Le milliardaire Andrej Babis, a largement remporté les élections législatives, le 21 octobre 2017. / DAVID W CERNY / REUTERS

Qualifié de « Trump tchèque », le mouvement populiste ANO du milliardaire Andrej Babis, a largement remporté les élections législatives, selon les résultats officiels quasiment définitifs, après le dépouillement de 99,7% des bureaux de vote. Le scrutin, qui s’est déroulé sans incident vendredi 20 octobre et samedi, était marqué un climat de méfiance des Tchèques vis à vis de leur classe politique et des « ordres de Bruxelles ».

L’autre fait marquant de ce scrutin aura été une percée spectaculaire du parti d’extrême droite SPD, anti-immigration et anti-UE, et celle d’une formation « anti-système », le Parti Pirate. ANO (« Oui » en tchèque), qui a fait campagne sur la lutte contre la corruption, contre l’accueil des migrants et la zone euro, obtient 29,7 % des voix, ce qui devrait lui donner 78 sièges à la chambre basse qui en compte 200. L’ANO est suivi par trois partis ayant obtenu des résultats presque identiques l’ODS (droite), 11,3 %, le Parti Pirate, 10,8 %, et le SPD (extrême droite) 10,7 %.

Il reste, d’après les résultats communiqués par l’Office des statistiques du ministère de l’intérieur, que près d’un électeur sur trois a donné sa voix au milliardaire controversé qui a réitéré à la veille du vote son hostilité à l’accueil des migrants et à la zone euro, sans pour autant prôner la sortie de l’UE. Membre de l’Union européenne depuis 2004, la République tchèque a conservé sa monnaie nationale, la couronne.

Coalition délicate

Il sera ainsi obligé de former une coalition, une opération délicate dans une chambre fragmentée entre neuf partis. Deux d’entre eux, l’ODS (droite eurosceptique) et KDU-CSL (chrétien-démocrate) ont immédiatement annoncé qu’ils ne négocieraient pas avec M. Babis.

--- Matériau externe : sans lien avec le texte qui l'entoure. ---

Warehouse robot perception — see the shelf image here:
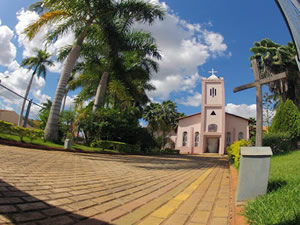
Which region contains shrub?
[262,132,295,155]
[91,140,140,153]
[163,148,180,155]
[0,120,14,134]
[226,139,251,168]
[0,120,44,142]
[12,126,44,142]
[13,127,29,142]
[25,128,44,143]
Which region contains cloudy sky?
[0,0,291,117]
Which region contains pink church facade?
[170,71,249,155]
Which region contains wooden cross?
[233,59,286,146]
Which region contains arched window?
[226,132,231,146]
[238,132,244,140]
[195,132,199,147]
[182,131,187,146]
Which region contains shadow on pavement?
[0,179,109,225]
[73,153,227,170]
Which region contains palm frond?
[23,10,69,40]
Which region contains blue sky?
[0,0,291,117]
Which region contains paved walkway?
[0,145,231,225]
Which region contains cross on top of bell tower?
[208,68,218,75]
[208,68,218,80]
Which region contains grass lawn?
[0,133,118,153]
[244,151,300,225]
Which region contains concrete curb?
[230,165,248,225]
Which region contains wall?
[175,113,201,154]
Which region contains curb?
[230,165,248,225]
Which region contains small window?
[209,88,217,97]
[208,123,218,132]
[195,132,199,147]
[182,131,187,146]
[238,132,244,140]
[226,132,231,146]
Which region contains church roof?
[177,112,249,121]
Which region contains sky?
[0,0,291,118]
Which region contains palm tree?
[58,32,159,111]
[25,0,164,141]
[250,39,300,111]
[38,99,52,129]
[93,29,161,112]
[18,49,53,126]
[143,100,183,148]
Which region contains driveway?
[0,145,231,225]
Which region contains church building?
[170,70,249,155]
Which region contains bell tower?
[200,69,225,155]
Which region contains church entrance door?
[207,137,219,153]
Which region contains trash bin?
[64,138,71,149]
[236,147,273,202]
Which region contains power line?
[0,80,43,108]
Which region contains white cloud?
[147,73,201,100]
[0,20,17,66]
[176,92,202,107]
[137,0,227,100]
[225,103,256,118]
[0,65,50,117]
[15,9,74,65]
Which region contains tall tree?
[18,49,53,126]
[25,0,164,141]
[250,39,300,111]
[93,28,161,112]
[143,100,183,148]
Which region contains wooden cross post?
[233,59,286,146]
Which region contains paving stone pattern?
[0,145,231,225]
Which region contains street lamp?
[0,74,9,83]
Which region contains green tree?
[250,39,300,110]
[38,99,52,130]
[143,100,183,149]
[271,99,300,139]
[248,117,256,139]
[25,0,164,141]
[18,49,53,126]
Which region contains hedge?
[262,132,296,155]
[0,120,44,143]
[226,139,251,168]
[91,140,140,153]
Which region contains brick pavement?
[0,145,231,225]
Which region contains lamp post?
[0,74,9,83]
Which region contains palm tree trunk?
[44,44,83,142]
[18,71,37,126]
[61,90,68,112]
[93,72,109,112]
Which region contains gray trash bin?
[64,138,71,149]
[236,147,273,202]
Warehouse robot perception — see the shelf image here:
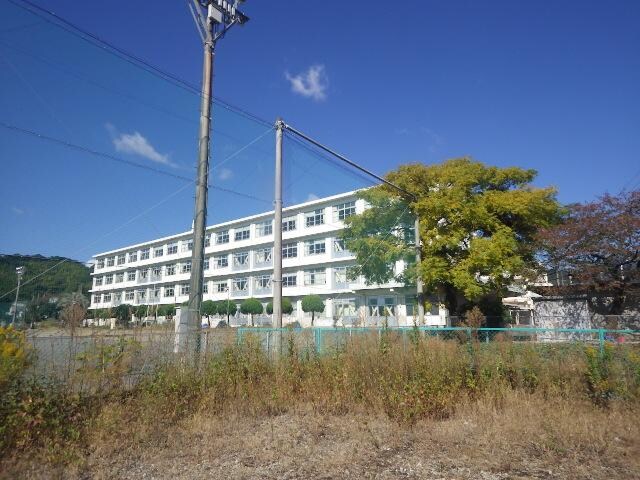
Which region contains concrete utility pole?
[181,0,249,349]
[11,267,24,325]
[272,119,284,328]
[414,218,424,325]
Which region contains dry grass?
[1,335,640,479]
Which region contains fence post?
[598,328,604,356]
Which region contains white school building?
[90,192,447,326]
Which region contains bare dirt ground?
[5,399,640,480]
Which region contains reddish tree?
[540,190,640,314]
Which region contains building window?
[304,238,326,255]
[282,217,296,232]
[255,275,271,290]
[333,267,347,285]
[233,277,249,292]
[304,268,327,285]
[333,298,356,318]
[282,273,298,287]
[333,202,356,220]
[282,243,298,258]
[304,208,324,227]
[213,254,229,268]
[256,220,273,237]
[216,230,229,245]
[233,252,249,267]
[256,248,271,264]
[233,226,251,242]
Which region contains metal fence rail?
[28,326,640,390]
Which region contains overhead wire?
[0,122,274,300]
[0,120,273,204]
[7,0,271,126]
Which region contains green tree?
[267,298,293,315]
[343,158,561,312]
[200,300,218,326]
[302,295,324,327]
[240,298,264,327]
[113,303,133,327]
[216,300,238,325]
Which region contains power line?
[0,120,272,204]
[7,0,271,126]
[0,122,273,300]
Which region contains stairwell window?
[305,238,325,255]
[304,268,327,285]
[333,202,356,221]
[213,253,229,268]
[304,208,324,227]
[256,220,273,237]
[282,217,296,232]
[282,242,298,258]
[216,230,229,245]
[233,277,249,292]
[282,273,298,287]
[233,226,251,242]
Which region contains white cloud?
[218,168,233,181]
[106,123,176,167]
[284,65,329,101]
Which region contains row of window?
[96,201,356,269]
[93,267,347,303]
[94,238,346,287]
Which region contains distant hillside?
[0,255,91,302]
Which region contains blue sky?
[0,0,640,260]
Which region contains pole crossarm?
[283,123,417,200]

Le chef du premier, Petr Fiala, a affirmé qu’il y avait chez ANO « des gens qui ont promis beaucoup de choses et qui ne seront pas capables de les réaliser », tandis que le leader chrétien démocrate Pavel Belobradek, a dit qu’il n’irait pas « dans un gouvernement, s’il s’y trouve des gens poursuivis par la justice », dans une allusion aux ennuis de M. Babis avec la justice.

Bien qu’il soit milliardaire, et qu’il soit inculpé pour fraude aux subventions européennes, M. Babis est porteurs d’espoirs pour ceux qui se considèrent comme les laissés pour compte de la prospère société tchèque.

En dépit de la bonne marche de l’économie, qui a affiché un taux de chômage de 3,8% en septembre et prévoit une croissance de 3,6 % cette année, il y a au sein de la société tchèque des groupes sociaux relativement défavorisés qui sont soit lourdement endettés, soit doivent travailler très dur pour joindre les deux bouts, accusant les élites politiques traditionnelles d’en être responsables. Bon nombre d’entre eux soutiennent M. Babis.

Le parti au pouvoir sanctionné

Les Tchèques ont par ailleurs durement sanctionné le Parti social-démocrate CSSD du premier ministre sortant Bohuslav Sobotka qui subit une chute brutale et n’arrive que 6e, avec 7,3 % des voix.

M. Sobotka, le représentant du parti, n’a pas caché son désarroi aux journalistes présents au QG de son parti. « Comment est-il possible qu’en République Tchèque, quand le pays se porte fort bien, quand nous sommes un pays stable et sûr, et nous avons fait de nombreux progrès dans le domaine social ces quatre dernières années, les gens sont de plus en plus attirés par des opinions extrêmes ? », s’est-il demandé.

Plus tôt dans la journée, il s’est dit inquiet aussi de l’évolution que des « extrémistes » peuvent imposer au pays dans ses relations avec l’Union européenne et l’Otan.